- Bible
- Psalms
- Chapter 119
- Verse 59
My Notes
What Does Psalms 119:59 Mean?
"I thought on my ways, and turned my feet unto thy testimonies." The verse describes a two-step process: reflection followed by redirection. The psalmist examined his own path ("thought on my ways"), assessed where it was heading, and deliberately changed course toward God's truth.
The Hebrew for "thought" (chashav) means to calculate, to consider carefully, to evaluate. This isn't casual introspection — it's deliberate, honest assessment. The psalmist sat down, looked at where his life was going, and made a judgment about whether the direction was right.
The "turning" of feet implies physical, directional change. The realization becomes action. The psalmist doesn't just think differently; he walks differently. Reflection without redirection is mere contemplation. The turning is what makes the thinking productive.
Reflection Questions
- 1.When was the last time you honestly assessed where your life is heading — and what did you find?
- 2.What's the gap between your reflection and your redirection — do your feet follow your insights?
- 3.What would it look like to turn your feet toward God's testimonies today?
- 4.Why do you think honest self-assessment is the first step of repentance, before any behavioral change?
Devotional
He thought.

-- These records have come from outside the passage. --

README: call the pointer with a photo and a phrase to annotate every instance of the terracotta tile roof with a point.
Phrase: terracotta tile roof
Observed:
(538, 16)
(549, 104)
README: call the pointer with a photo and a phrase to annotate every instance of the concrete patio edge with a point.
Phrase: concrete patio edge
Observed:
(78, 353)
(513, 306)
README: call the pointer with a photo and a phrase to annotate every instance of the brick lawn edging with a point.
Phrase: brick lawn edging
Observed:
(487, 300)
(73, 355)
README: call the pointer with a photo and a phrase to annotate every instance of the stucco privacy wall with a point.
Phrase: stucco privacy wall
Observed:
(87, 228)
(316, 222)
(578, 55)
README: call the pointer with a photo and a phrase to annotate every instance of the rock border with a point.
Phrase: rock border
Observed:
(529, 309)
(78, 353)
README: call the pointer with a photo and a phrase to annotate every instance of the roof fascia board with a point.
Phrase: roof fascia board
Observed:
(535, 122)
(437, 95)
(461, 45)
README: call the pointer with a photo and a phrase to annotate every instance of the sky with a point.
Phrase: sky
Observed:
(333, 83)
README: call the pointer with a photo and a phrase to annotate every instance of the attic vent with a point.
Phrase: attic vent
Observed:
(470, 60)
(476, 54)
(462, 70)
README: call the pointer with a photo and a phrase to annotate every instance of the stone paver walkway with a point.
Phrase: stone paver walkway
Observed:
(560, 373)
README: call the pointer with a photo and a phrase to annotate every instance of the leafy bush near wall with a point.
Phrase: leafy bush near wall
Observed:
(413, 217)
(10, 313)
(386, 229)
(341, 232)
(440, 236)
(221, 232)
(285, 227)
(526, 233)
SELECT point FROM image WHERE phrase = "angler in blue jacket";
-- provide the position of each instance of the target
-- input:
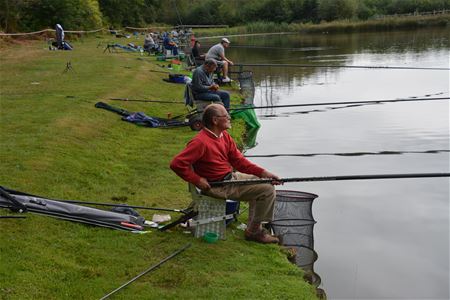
(203, 86)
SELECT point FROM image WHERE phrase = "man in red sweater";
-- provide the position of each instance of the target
(212, 155)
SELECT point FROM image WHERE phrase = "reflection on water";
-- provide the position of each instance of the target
(383, 239)
(384, 152)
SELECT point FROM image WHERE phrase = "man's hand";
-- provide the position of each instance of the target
(267, 174)
(203, 184)
(214, 87)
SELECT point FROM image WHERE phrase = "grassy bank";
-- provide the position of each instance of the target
(55, 143)
(413, 22)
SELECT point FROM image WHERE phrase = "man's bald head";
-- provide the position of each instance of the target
(211, 111)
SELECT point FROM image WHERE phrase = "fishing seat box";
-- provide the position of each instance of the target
(213, 213)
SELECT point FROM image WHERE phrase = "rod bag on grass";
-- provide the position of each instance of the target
(71, 212)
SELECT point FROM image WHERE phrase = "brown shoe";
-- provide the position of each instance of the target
(260, 237)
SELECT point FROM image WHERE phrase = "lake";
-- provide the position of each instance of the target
(374, 238)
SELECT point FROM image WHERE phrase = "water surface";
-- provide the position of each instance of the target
(377, 238)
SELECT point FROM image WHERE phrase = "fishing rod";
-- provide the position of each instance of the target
(386, 152)
(340, 103)
(148, 270)
(334, 66)
(145, 100)
(122, 205)
(328, 178)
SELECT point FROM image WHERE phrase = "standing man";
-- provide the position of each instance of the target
(211, 156)
(217, 52)
(203, 86)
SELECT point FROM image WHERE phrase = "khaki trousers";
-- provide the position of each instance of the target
(261, 197)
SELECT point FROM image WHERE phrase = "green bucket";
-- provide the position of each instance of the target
(211, 237)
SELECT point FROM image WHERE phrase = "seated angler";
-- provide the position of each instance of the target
(169, 44)
(197, 58)
(217, 52)
(203, 86)
(212, 155)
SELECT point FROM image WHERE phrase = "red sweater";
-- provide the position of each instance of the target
(212, 158)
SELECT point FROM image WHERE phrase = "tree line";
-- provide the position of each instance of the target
(30, 15)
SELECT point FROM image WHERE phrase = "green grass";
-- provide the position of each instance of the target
(56, 144)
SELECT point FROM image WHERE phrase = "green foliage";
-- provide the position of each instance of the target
(17, 15)
(130, 13)
(55, 143)
(329, 10)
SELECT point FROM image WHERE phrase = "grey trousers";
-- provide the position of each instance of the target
(261, 197)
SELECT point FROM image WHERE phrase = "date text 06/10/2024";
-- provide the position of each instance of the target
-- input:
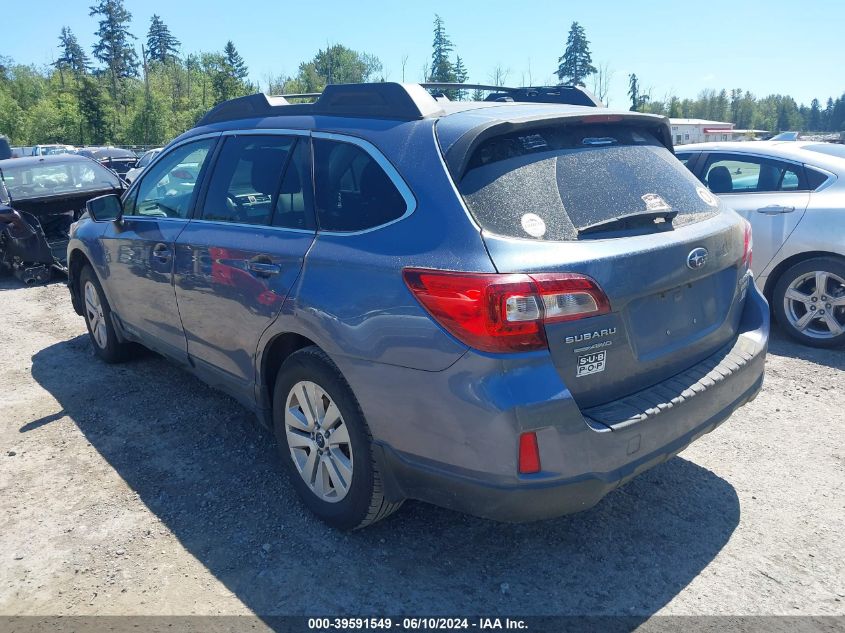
(416, 624)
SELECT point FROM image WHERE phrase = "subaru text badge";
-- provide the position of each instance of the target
(697, 258)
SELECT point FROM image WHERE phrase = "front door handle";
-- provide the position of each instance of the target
(263, 267)
(775, 209)
(162, 253)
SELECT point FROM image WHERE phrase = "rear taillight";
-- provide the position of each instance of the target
(748, 245)
(504, 312)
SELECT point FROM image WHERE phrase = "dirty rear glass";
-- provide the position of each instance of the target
(552, 183)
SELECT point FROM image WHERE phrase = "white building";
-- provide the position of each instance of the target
(700, 131)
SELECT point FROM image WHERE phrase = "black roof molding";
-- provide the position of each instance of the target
(387, 100)
(565, 94)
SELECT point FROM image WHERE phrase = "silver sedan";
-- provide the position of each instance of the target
(793, 193)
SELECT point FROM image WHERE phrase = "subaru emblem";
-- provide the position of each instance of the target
(697, 258)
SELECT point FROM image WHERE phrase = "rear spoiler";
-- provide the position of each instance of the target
(458, 155)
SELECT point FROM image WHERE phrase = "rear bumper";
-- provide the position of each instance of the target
(607, 447)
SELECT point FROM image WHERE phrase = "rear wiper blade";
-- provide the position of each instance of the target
(635, 220)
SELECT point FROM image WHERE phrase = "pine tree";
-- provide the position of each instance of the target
(576, 64)
(162, 47)
(73, 57)
(114, 48)
(461, 76)
(441, 67)
(634, 91)
(828, 115)
(235, 62)
(814, 119)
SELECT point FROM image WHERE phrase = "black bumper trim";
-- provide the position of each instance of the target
(653, 401)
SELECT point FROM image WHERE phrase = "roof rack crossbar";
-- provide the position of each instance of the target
(564, 93)
(387, 100)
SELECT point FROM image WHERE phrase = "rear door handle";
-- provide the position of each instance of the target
(263, 268)
(775, 209)
(162, 253)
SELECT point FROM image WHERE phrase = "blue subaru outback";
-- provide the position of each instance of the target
(502, 307)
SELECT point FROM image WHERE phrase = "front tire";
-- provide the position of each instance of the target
(325, 443)
(98, 319)
(809, 302)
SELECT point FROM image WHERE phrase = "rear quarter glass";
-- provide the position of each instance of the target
(547, 183)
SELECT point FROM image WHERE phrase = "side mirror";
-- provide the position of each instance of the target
(108, 208)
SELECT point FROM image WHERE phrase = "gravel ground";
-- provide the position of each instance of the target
(135, 489)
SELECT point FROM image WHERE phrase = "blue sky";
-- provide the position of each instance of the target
(680, 48)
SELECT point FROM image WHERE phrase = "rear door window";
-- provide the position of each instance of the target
(738, 173)
(245, 183)
(352, 190)
(167, 189)
(552, 183)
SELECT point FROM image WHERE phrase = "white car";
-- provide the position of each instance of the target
(793, 193)
(145, 160)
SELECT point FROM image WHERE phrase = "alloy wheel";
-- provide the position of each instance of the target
(318, 439)
(814, 304)
(95, 316)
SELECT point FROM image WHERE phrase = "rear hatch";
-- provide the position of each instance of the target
(604, 197)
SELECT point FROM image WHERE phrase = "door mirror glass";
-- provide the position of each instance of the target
(105, 208)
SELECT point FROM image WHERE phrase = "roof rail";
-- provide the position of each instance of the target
(386, 100)
(566, 94)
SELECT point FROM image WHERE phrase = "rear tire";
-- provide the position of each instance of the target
(809, 302)
(325, 443)
(98, 319)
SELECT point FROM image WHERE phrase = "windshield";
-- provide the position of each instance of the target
(552, 183)
(52, 179)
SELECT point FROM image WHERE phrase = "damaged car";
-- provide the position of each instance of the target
(40, 196)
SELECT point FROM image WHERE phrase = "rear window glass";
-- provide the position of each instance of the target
(815, 179)
(553, 183)
(831, 149)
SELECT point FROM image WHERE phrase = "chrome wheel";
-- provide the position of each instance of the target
(814, 304)
(318, 440)
(94, 315)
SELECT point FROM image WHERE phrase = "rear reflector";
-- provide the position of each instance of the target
(748, 246)
(504, 312)
(529, 454)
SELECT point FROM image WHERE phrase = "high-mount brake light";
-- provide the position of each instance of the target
(495, 312)
(602, 118)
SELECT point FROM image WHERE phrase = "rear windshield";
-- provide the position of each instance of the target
(51, 179)
(552, 183)
(831, 149)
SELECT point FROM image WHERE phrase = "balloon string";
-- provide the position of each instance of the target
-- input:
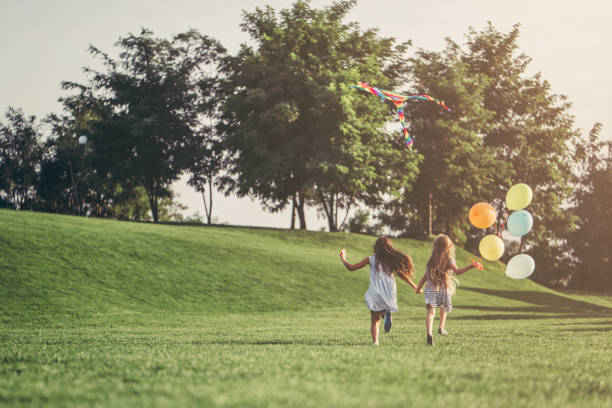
(503, 224)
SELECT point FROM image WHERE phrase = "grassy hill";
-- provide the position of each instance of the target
(107, 313)
(70, 265)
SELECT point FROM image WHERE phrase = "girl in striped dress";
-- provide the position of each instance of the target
(440, 282)
(381, 296)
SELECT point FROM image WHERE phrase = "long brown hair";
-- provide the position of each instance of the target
(438, 265)
(396, 261)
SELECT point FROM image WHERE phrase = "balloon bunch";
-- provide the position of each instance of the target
(520, 222)
(483, 215)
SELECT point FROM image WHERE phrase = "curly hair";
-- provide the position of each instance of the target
(395, 260)
(438, 265)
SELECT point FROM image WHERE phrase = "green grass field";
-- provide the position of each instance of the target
(105, 313)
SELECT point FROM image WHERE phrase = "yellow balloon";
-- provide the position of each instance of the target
(519, 196)
(482, 215)
(491, 247)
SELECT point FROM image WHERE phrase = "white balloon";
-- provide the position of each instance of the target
(520, 266)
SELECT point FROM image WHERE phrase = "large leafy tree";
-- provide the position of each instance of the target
(456, 166)
(154, 91)
(21, 151)
(592, 240)
(293, 128)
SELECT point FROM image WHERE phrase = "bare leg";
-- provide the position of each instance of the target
(442, 318)
(375, 325)
(431, 313)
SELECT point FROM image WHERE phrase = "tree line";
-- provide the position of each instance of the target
(278, 121)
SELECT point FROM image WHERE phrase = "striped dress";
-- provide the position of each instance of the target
(440, 296)
(382, 293)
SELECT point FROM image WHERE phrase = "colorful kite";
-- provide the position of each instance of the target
(398, 100)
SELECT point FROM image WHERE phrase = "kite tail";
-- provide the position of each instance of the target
(407, 137)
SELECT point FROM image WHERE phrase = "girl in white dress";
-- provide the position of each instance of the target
(381, 296)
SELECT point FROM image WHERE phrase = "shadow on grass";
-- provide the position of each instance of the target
(542, 306)
(282, 342)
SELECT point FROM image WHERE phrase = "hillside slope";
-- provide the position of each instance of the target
(54, 265)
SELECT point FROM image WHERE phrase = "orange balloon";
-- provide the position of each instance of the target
(482, 215)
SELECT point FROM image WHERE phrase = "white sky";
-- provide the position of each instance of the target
(44, 42)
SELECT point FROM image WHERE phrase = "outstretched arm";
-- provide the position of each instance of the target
(350, 266)
(407, 280)
(419, 288)
(459, 271)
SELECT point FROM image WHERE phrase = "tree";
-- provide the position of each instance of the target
(21, 151)
(154, 93)
(456, 166)
(294, 130)
(593, 235)
(209, 159)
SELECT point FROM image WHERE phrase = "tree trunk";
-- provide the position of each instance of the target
(429, 215)
(293, 211)
(332, 216)
(153, 201)
(208, 208)
(300, 210)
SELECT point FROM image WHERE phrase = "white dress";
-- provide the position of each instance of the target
(382, 293)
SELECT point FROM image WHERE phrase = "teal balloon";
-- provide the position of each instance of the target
(519, 223)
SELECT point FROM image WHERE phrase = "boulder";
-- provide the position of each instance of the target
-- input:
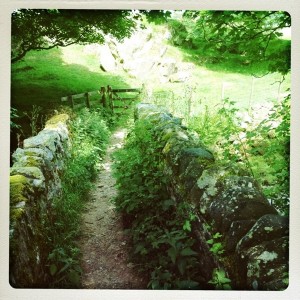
(268, 227)
(239, 199)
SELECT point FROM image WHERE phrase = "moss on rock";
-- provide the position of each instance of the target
(61, 118)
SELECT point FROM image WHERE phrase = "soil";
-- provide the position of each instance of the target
(104, 245)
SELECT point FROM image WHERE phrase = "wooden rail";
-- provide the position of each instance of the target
(108, 96)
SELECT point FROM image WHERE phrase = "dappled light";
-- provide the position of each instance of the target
(150, 149)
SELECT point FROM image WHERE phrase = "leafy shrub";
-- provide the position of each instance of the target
(89, 136)
(259, 147)
(158, 226)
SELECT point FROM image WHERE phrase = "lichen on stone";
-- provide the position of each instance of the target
(268, 256)
(63, 118)
(19, 188)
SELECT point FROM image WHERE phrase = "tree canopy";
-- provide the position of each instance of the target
(38, 29)
(254, 35)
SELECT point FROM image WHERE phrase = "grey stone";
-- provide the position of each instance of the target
(268, 227)
(236, 231)
(239, 200)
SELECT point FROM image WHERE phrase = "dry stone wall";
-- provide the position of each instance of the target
(255, 236)
(34, 183)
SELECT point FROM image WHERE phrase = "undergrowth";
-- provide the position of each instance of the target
(89, 137)
(159, 227)
(256, 141)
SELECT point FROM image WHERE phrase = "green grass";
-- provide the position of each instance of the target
(43, 77)
(209, 82)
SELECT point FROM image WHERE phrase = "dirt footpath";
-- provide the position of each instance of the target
(104, 246)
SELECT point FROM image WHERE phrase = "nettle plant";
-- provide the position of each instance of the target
(159, 227)
(257, 144)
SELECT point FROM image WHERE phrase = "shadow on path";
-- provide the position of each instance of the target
(104, 246)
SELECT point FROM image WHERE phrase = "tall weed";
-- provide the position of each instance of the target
(260, 147)
(159, 227)
(89, 136)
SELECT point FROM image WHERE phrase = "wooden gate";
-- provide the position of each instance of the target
(114, 99)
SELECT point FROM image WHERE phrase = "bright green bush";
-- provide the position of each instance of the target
(89, 136)
(159, 227)
(260, 148)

Then he turned. Two steps that together constitute repentance: honest reflection followed by decisive redirection.
The thinking comes first. You can't turn your feet if you haven't assessed where they're going. The psalmist looked at his ways — his patterns, his habits, his trajectory — and made an honest evaluation. Not a guilt spiral. Not self-flagellation. Just clear-eyed assessment: where am I heading, and is it where I want to go?
Then the feet moved. The thinking became walking. This is where most of us get stuck. We're good at the reflection part — journaling, processing, discussing, analyzing our patterns. But the feet don't turn. The behavior doesn't change. The thought stays thought.
The psalmist turns toward God's testimonies — toward what God has declared to be true. The destination isn't self-improvement; it's alignment with God's reality. He doesn't turn toward his own best ideas. He turns toward what God has said.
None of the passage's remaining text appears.